Technical reference · May 2026
ZizkaDB
The operational database for AI agents. This document describes architecture, APIs, data semantics, and how ZizkaDB fits alongside vector databases, application databases, and tracing tools.
Overview
ZizkaDB stores agent events — decisions, tool calls, messages, and outcomes — with causal links, semantic search over history, reconstruction of logged state at a timestamp, and statistical behavioral baselines per agent.

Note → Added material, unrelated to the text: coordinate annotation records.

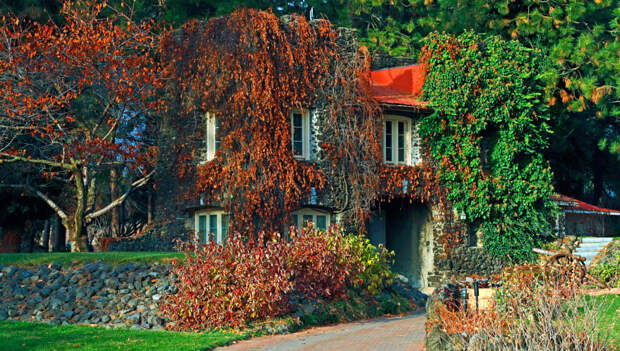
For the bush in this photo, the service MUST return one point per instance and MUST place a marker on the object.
(245, 280)
(529, 314)
(227, 285)
(607, 269)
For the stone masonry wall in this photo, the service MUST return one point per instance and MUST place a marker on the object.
(92, 293)
(462, 260)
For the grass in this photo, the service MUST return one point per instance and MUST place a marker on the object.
(17, 335)
(610, 320)
(66, 258)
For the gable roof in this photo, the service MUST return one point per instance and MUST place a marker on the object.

| Layer | Role | Examples |
|---|---|---|
| Vector retrieval | Document / knowledge search by embedding | Pinecone, Qdrant, Weaviate |
| Application state | Transactional app data | Postgres, Redis |
| Agent operations | Decision history, lineage, drift | ZizkaDB |
| Traces & evals | Spans, experiments, framework hooks | LangSmith, OpenTelemetry |
Agent runtime ├── Vector DB → RAG / knowledge retrieval ├── Postgres / Redis → app state, caches, users ├── ZizkaDB → events, why(), at(), baseline, forget() └── OTel / LangSmith → distributed traces (optional)
Problem domain
Production agent systems typically need:
- Causal debugging — walk from a bad output to the event that triggered it
- State at time T — what was logged for an agent before a given timestamp
- Cross-session memory — under your API keys, retention policy, and erasure controls
- Behavior change detection — compare recent sessions to that agent's historical pattern
ZizkaDB targets these operational concerns. It does not replace embedding indexes for document RAG or distributed tracing for infrastructure spans.
Architecture
Managed (db.zizka.ai)
| Component | Technology | Notes |
|---|---|---|
| Dashboard | Next.js 14 | PM2 :3001, nginx TLS |
| API | FastAPI (Python) | Docker :8000 |
| Primary store | Postgres + pgvector | Events, tenants, metadata |
| Vector search | Qdrant | Semantic search index |
| Cache | Redis | Sessions / cache |
| Edge | nginx | / → dashboard, /v1/ → API, /swagger → OpenAPI |
Self-hosted
Docker Compose stack: Postgres (pgvector), Qdrant, Redis, API. Dashboard is optional (run from dashboard/). Requires OPENAI_API_KEY for embedding-backed features; logging and causal APIs work without it.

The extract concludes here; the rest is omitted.